Училась я тяжело, много времени уходило на завивку и маникюр. Уставала дико. Бывало, от усталости замирала посреди улицы: ржавчина и сырые потёки на жестяных водостоках казались переливами золотистых и серебристых тканей, проходящие мимо усталые женщины с провалами безумных глаз - актрисами немого кино… Я грезила наяву, а потом рисовала на лицах; научилась оборачивать и драпировать, создавать из воздуха воздушные платья,  короны из картона, перламутр добывать из краски-«серебрянки» для батарей; собирать идеи в букеты, картины, тексты.

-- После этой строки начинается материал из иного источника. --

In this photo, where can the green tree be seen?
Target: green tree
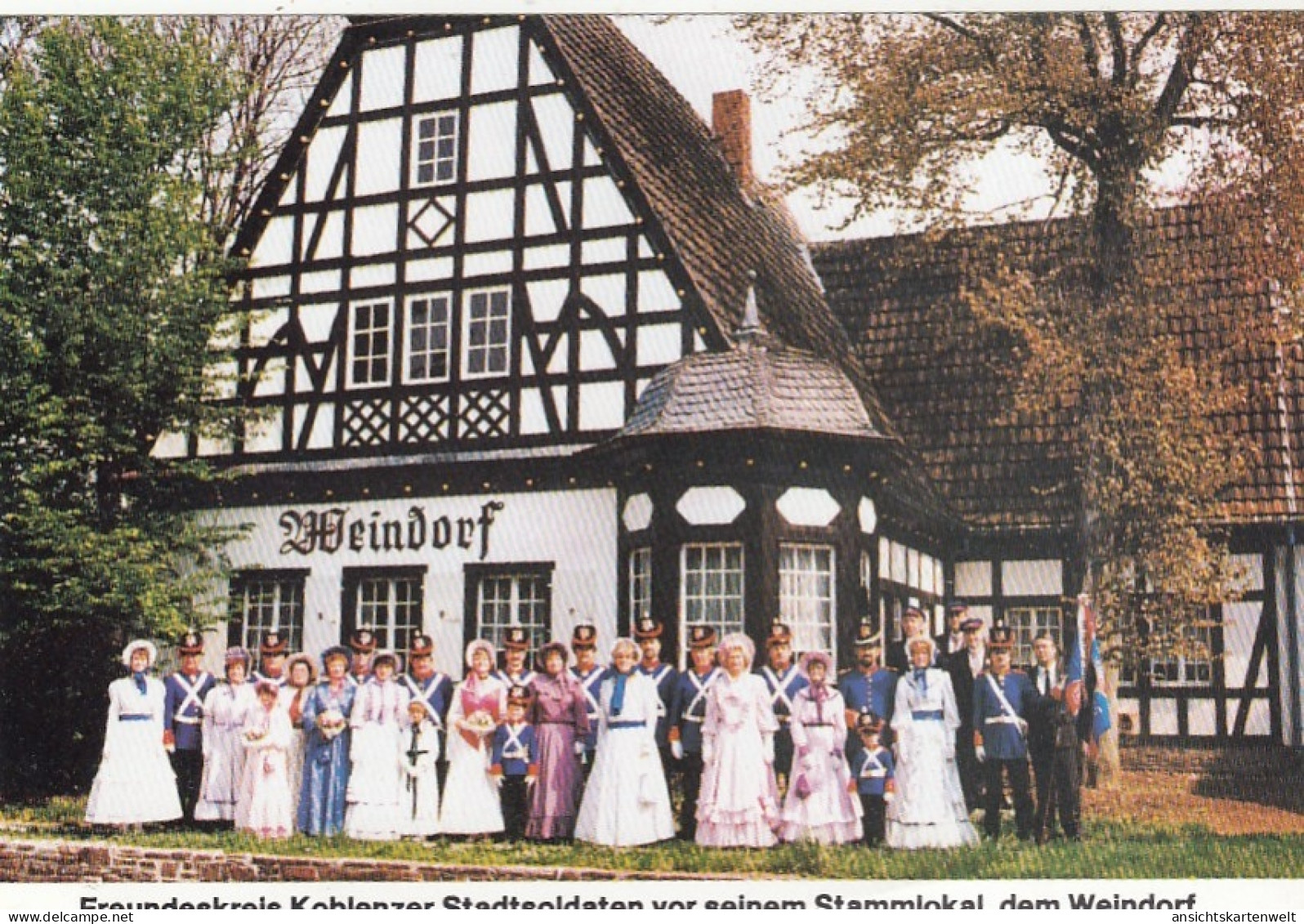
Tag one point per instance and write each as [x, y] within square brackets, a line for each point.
[1106, 102]
[111, 292]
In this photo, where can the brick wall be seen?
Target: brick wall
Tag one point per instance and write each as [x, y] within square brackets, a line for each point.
[70, 862]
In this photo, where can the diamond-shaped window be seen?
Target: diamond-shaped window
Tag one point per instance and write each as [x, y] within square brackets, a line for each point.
[432, 221]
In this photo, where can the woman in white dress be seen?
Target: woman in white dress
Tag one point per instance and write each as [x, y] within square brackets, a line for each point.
[479, 704]
[301, 674]
[930, 806]
[374, 783]
[265, 806]
[135, 783]
[626, 801]
[225, 711]
[739, 803]
[820, 805]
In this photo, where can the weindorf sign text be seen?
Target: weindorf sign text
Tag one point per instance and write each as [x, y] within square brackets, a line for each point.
[306, 532]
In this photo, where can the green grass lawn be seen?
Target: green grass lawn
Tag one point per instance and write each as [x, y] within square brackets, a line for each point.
[1111, 850]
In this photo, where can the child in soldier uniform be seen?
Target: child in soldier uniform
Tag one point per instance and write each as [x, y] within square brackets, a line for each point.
[516, 762]
[873, 777]
[419, 755]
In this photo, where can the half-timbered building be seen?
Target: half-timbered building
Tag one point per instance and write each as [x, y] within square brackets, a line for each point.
[529, 346]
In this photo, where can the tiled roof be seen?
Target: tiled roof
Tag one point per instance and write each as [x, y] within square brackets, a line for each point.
[717, 231]
[750, 387]
[929, 360]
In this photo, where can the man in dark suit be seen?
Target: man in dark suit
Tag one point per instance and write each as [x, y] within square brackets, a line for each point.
[913, 623]
[952, 641]
[964, 666]
[1054, 744]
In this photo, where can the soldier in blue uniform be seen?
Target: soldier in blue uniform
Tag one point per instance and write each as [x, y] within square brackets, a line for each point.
[363, 645]
[433, 689]
[869, 685]
[590, 676]
[784, 681]
[1003, 699]
[873, 777]
[647, 634]
[516, 643]
[514, 762]
[271, 659]
[183, 717]
[687, 713]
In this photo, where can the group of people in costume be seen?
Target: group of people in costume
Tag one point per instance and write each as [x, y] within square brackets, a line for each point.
[783, 751]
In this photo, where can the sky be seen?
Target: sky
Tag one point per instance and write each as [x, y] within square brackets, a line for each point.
[702, 55]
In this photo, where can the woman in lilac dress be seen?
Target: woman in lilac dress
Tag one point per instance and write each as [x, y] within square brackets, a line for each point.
[325, 720]
[560, 717]
[739, 803]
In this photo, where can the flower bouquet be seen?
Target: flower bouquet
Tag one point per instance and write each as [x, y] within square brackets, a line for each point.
[477, 726]
[330, 724]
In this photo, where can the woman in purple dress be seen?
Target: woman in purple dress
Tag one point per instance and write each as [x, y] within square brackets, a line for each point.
[560, 716]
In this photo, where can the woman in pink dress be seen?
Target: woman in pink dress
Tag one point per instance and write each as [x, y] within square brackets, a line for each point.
[265, 806]
[479, 703]
[819, 806]
[560, 716]
[739, 803]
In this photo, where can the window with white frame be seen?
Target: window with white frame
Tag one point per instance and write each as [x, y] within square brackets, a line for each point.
[488, 328]
[711, 587]
[265, 602]
[369, 343]
[389, 605]
[641, 583]
[428, 337]
[806, 596]
[1029, 622]
[1190, 663]
[511, 596]
[435, 149]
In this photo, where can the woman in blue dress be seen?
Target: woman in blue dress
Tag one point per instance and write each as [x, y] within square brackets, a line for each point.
[326, 711]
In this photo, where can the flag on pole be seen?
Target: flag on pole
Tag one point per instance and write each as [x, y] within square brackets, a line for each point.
[1074, 672]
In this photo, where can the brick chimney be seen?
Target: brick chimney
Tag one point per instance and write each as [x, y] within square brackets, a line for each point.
[730, 122]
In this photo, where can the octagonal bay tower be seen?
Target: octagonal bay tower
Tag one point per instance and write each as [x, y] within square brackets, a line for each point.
[755, 485]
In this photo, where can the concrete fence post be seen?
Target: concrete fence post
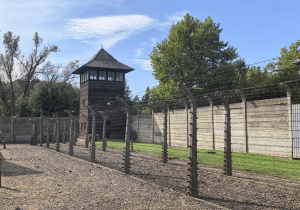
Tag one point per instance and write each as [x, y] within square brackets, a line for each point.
[169, 120]
[13, 129]
[71, 143]
[227, 167]
[0, 171]
[57, 132]
[34, 133]
[290, 116]
[87, 131]
[212, 121]
[93, 147]
[41, 128]
[138, 124]
[193, 175]
[64, 132]
[165, 130]
[104, 141]
[186, 106]
[152, 111]
[244, 102]
[127, 136]
[48, 132]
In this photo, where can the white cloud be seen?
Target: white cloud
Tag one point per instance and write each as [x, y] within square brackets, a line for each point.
[144, 64]
[110, 29]
[138, 52]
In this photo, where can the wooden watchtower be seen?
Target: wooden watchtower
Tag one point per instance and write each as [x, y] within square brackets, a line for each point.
[102, 79]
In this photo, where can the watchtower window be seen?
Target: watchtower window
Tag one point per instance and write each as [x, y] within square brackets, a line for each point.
[120, 76]
[102, 75]
[93, 75]
[111, 76]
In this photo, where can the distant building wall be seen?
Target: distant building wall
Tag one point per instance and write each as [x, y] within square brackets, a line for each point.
[23, 128]
[267, 126]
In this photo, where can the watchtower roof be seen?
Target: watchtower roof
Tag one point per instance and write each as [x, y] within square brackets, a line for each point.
[103, 60]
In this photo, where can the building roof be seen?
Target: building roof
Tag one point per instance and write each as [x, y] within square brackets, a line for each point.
[103, 60]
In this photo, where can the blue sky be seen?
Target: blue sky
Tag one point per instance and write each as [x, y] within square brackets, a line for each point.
[129, 29]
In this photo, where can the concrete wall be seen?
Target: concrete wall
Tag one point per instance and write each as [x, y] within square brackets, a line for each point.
[267, 126]
[23, 128]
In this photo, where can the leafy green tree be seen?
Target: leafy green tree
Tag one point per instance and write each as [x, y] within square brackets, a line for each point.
[192, 52]
[19, 72]
[283, 69]
[51, 99]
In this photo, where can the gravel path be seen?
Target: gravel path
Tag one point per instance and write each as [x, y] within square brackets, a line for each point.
[163, 187]
[39, 178]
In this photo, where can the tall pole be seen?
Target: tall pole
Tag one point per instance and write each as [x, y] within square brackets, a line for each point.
[71, 145]
[64, 133]
[104, 141]
[289, 103]
[41, 129]
[193, 175]
[57, 132]
[187, 123]
[93, 147]
[244, 102]
[227, 167]
[212, 120]
[169, 125]
[48, 132]
[87, 131]
[165, 130]
[152, 111]
[127, 136]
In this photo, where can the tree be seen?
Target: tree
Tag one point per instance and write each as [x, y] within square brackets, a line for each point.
[51, 99]
[283, 69]
[192, 52]
[8, 71]
[31, 63]
[19, 72]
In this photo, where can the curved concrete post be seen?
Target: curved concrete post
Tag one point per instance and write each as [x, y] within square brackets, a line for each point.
[227, 167]
[87, 131]
[152, 112]
[186, 106]
[127, 136]
[71, 140]
[48, 132]
[193, 175]
[165, 130]
[57, 132]
[290, 115]
[13, 130]
[104, 141]
[169, 119]
[244, 101]
[212, 121]
[93, 147]
[41, 128]
[34, 133]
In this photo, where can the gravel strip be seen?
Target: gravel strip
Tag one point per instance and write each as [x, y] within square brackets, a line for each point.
[34, 177]
[243, 190]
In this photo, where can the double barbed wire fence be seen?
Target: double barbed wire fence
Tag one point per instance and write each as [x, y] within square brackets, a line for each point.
[218, 127]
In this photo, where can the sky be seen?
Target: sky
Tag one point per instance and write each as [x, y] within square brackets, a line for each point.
[129, 29]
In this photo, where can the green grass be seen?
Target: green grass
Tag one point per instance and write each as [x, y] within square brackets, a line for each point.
[250, 162]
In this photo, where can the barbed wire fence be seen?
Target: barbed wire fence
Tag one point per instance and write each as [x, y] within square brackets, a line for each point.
[218, 127]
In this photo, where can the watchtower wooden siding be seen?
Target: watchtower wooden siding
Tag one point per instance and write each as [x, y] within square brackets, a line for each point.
[102, 79]
[97, 94]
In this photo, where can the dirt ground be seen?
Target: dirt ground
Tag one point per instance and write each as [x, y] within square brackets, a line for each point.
[35, 177]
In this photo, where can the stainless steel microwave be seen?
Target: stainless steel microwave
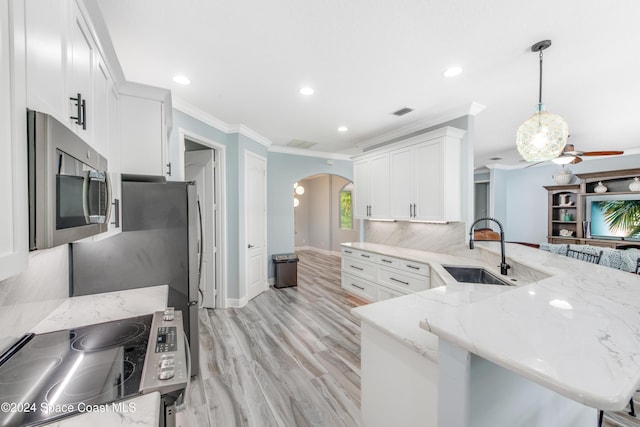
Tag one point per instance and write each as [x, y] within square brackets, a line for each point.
[69, 189]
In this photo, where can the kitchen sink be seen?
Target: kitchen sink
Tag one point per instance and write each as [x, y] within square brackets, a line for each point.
[474, 275]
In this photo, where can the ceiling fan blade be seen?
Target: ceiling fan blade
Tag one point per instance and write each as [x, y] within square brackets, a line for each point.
[532, 164]
[602, 153]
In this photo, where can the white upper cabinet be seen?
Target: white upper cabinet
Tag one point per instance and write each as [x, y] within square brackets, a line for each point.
[14, 234]
[422, 179]
[362, 188]
[46, 57]
[67, 77]
[80, 71]
[99, 113]
[114, 160]
[372, 188]
[143, 134]
[403, 177]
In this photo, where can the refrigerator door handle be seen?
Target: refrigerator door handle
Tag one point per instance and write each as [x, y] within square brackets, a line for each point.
[201, 253]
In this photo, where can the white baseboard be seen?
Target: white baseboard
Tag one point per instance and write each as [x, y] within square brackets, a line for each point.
[236, 303]
[322, 251]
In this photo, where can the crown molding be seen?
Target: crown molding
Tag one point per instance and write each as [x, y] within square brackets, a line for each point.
[250, 133]
[308, 153]
[193, 111]
[467, 110]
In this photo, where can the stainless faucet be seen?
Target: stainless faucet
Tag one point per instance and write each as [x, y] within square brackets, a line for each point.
[503, 261]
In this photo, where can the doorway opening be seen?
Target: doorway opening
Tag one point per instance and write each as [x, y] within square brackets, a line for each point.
[204, 162]
[323, 217]
[481, 202]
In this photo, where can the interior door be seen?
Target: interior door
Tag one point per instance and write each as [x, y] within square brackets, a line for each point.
[199, 168]
[255, 224]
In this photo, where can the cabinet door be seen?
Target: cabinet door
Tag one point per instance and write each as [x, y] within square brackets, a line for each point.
[429, 176]
[379, 195]
[100, 108]
[45, 36]
[402, 183]
[80, 54]
[114, 160]
[362, 188]
[14, 235]
[141, 129]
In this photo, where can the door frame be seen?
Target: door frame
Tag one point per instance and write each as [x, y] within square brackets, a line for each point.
[221, 195]
[243, 250]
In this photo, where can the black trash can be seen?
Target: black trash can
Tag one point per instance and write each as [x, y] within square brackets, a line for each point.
[286, 266]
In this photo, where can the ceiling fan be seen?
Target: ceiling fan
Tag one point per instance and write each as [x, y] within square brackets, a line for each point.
[570, 156]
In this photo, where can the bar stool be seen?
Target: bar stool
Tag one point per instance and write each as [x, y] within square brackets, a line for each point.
[632, 409]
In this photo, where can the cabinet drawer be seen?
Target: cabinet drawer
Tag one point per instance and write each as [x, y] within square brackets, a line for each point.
[388, 261]
[348, 252]
[359, 268]
[358, 254]
[414, 267]
[400, 280]
[358, 286]
[388, 293]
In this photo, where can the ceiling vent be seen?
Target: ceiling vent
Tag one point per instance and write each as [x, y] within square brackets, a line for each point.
[298, 143]
[402, 111]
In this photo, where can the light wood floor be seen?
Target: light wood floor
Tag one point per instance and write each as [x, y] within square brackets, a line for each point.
[290, 357]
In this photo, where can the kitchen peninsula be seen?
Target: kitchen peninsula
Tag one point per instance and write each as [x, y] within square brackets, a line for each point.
[548, 351]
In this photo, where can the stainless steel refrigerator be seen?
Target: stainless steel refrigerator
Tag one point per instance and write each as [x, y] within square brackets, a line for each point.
[159, 244]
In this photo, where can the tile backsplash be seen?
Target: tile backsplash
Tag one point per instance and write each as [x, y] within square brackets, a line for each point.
[27, 298]
[416, 235]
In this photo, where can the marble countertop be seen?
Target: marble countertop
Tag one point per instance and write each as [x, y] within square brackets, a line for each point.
[568, 325]
[141, 411]
[105, 307]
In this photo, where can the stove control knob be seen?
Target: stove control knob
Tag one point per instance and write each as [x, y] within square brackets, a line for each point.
[165, 374]
[167, 363]
[169, 314]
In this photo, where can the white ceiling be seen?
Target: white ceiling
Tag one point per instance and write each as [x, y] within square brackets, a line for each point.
[247, 60]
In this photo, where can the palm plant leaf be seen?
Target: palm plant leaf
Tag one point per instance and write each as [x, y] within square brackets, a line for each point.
[622, 215]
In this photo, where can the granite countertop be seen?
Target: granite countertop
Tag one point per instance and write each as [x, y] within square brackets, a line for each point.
[573, 327]
[105, 307]
[140, 410]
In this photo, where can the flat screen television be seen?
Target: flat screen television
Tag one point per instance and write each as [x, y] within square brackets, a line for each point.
[614, 216]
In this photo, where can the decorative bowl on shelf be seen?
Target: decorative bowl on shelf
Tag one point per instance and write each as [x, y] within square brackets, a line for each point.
[600, 188]
[564, 177]
[566, 233]
[564, 200]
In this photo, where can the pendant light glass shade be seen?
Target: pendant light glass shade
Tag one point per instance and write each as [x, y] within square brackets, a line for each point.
[542, 136]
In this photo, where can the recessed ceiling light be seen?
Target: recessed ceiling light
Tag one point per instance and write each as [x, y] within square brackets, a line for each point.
[182, 80]
[452, 72]
[307, 91]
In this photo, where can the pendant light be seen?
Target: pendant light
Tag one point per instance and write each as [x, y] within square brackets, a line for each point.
[543, 135]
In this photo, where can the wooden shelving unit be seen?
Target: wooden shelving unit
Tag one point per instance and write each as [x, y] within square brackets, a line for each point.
[568, 218]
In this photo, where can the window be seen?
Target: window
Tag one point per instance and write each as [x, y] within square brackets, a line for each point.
[346, 217]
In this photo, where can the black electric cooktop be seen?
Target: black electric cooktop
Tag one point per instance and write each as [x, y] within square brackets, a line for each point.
[65, 372]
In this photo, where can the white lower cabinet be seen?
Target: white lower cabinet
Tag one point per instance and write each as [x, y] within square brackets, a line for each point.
[361, 287]
[385, 293]
[378, 277]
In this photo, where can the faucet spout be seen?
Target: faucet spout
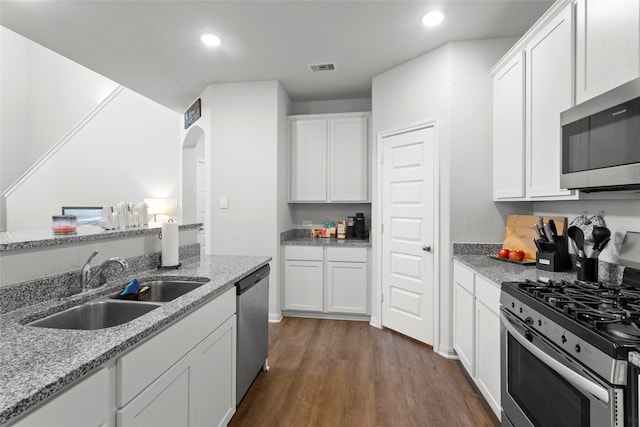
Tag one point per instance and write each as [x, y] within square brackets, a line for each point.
[89, 277]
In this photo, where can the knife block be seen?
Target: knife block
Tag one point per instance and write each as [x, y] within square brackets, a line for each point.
[553, 256]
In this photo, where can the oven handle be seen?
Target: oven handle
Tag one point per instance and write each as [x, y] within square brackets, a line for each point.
[573, 377]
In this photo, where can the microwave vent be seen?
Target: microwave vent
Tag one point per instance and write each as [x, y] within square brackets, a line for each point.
[329, 66]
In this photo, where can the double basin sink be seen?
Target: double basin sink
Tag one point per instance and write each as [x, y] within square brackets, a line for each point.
[109, 311]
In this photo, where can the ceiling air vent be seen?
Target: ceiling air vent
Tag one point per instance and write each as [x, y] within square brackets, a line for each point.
[322, 67]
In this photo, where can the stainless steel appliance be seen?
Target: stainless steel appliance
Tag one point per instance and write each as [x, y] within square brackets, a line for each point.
[570, 353]
[601, 141]
[253, 329]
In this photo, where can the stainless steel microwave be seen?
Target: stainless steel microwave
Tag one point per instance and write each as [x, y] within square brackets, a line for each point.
[601, 142]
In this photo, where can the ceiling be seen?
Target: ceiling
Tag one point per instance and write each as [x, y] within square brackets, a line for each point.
[154, 48]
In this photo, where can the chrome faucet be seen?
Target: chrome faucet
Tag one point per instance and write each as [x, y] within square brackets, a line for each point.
[89, 277]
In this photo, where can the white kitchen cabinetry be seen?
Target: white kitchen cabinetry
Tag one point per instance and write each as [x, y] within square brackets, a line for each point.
[326, 280]
[347, 280]
[607, 45]
[548, 81]
[186, 374]
[329, 157]
[508, 125]
[303, 278]
[86, 404]
[477, 330]
[463, 316]
[487, 332]
[532, 85]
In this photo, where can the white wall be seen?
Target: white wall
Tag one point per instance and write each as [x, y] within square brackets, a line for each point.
[331, 106]
[245, 139]
[620, 216]
[452, 86]
[44, 95]
[128, 152]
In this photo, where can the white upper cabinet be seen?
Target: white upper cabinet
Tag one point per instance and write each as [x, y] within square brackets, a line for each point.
[607, 45]
[508, 125]
[329, 158]
[548, 83]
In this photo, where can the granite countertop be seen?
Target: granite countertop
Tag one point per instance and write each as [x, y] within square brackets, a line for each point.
[38, 362]
[302, 237]
[43, 238]
[498, 271]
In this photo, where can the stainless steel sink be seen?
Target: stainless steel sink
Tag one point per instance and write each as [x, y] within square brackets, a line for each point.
[167, 290]
[96, 315]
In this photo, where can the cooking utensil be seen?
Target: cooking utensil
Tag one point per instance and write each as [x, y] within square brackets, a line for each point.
[548, 234]
[579, 239]
[600, 234]
[571, 232]
[599, 248]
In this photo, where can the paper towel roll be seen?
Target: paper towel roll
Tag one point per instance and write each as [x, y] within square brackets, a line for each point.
[169, 244]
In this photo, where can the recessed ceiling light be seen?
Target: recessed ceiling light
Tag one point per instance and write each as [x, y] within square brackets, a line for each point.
[433, 18]
[211, 40]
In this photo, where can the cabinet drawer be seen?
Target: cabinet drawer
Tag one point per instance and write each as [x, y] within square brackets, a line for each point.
[347, 254]
[489, 293]
[463, 276]
[163, 350]
[303, 253]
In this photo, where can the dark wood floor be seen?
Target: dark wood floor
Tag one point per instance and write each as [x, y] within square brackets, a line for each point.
[340, 373]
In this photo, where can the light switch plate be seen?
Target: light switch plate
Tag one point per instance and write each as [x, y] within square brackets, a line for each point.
[223, 202]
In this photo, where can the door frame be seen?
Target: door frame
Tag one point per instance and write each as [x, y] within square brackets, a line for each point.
[376, 224]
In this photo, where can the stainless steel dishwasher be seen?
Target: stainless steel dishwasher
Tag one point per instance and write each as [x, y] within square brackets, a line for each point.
[253, 329]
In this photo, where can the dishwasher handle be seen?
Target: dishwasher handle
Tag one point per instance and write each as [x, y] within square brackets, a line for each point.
[252, 279]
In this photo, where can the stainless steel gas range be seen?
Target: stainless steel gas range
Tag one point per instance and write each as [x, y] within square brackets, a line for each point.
[570, 353]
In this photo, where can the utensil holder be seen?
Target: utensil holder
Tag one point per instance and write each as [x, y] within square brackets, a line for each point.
[553, 256]
[587, 269]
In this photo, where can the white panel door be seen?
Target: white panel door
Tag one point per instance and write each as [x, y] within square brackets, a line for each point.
[308, 160]
[607, 45]
[408, 208]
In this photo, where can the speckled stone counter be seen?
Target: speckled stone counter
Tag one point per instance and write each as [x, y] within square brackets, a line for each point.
[302, 237]
[45, 238]
[37, 362]
[474, 256]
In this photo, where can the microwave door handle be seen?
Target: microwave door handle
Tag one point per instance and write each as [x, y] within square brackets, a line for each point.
[574, 378]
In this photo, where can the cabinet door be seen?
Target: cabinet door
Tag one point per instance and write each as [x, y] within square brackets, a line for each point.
[308, 145]
[84, 405]
[488, 354]
[607, 45]
[463, 330]
[347, 287]
[508, 144]
[213, 392]
[165, 403]
[348, 159]
[549, 82]
[303, 285]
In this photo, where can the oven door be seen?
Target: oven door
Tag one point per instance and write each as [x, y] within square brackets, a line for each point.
[542, 386]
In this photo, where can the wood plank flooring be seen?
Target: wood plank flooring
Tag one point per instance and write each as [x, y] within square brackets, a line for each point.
[339, 373]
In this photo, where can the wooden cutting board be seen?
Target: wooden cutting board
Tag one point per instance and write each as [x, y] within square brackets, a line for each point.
[519, 232]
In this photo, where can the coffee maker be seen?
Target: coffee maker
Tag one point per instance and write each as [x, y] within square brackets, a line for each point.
[360, 228]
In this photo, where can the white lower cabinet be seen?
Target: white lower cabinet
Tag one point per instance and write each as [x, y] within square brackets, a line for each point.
[184, 376]
[476, 330]
[86, 404]
[326, 280]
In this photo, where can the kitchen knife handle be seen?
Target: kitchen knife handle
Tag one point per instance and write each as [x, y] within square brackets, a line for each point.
[548, 233]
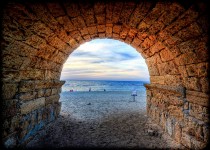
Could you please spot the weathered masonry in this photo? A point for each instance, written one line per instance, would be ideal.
(37, 38)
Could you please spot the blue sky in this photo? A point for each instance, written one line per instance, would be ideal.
(105, 59)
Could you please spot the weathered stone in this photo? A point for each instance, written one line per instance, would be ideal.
(192, 83)
(9, 90)
(32, 105)
(26, 86)
(52, 99)
(10, 108)
(197, 100)
(204, 82)
(157, 79)
(27, 96)
(168, 54)
(186, 139)
(176, 112)
(178, 132)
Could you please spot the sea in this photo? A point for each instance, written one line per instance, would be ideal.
(97, 104)
(99, 85)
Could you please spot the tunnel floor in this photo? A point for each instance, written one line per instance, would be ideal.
(98, 120)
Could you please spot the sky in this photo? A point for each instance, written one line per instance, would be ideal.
(105, 59)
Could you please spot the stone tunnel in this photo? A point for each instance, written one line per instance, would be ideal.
(38, 37)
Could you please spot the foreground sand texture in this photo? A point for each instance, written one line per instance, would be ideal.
(102, 122)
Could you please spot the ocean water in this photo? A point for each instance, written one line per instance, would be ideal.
(97, 105)
(84, 85)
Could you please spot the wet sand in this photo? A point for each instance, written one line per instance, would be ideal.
(103, 120)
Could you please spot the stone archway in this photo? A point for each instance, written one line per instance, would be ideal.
(172, 37)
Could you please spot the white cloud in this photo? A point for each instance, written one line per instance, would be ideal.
(105, 59)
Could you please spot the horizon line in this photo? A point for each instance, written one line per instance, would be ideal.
(103, 80)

Как хороши твои женщины, Господи! Как красиво ты их сработал!
Теперь вся надежда - на твои творения.
Безумный постсоветский мир, будто жерло мусоропровода, глотал желания, выжимал соки, делил нас на победителей и бессребреников. Акварельная красота, требующая долгого взгляда, уходила в небытие; реяли лозунги, горели образы; мир распадался, всё тонкое рвалось на части, все уезжали к Марианнам.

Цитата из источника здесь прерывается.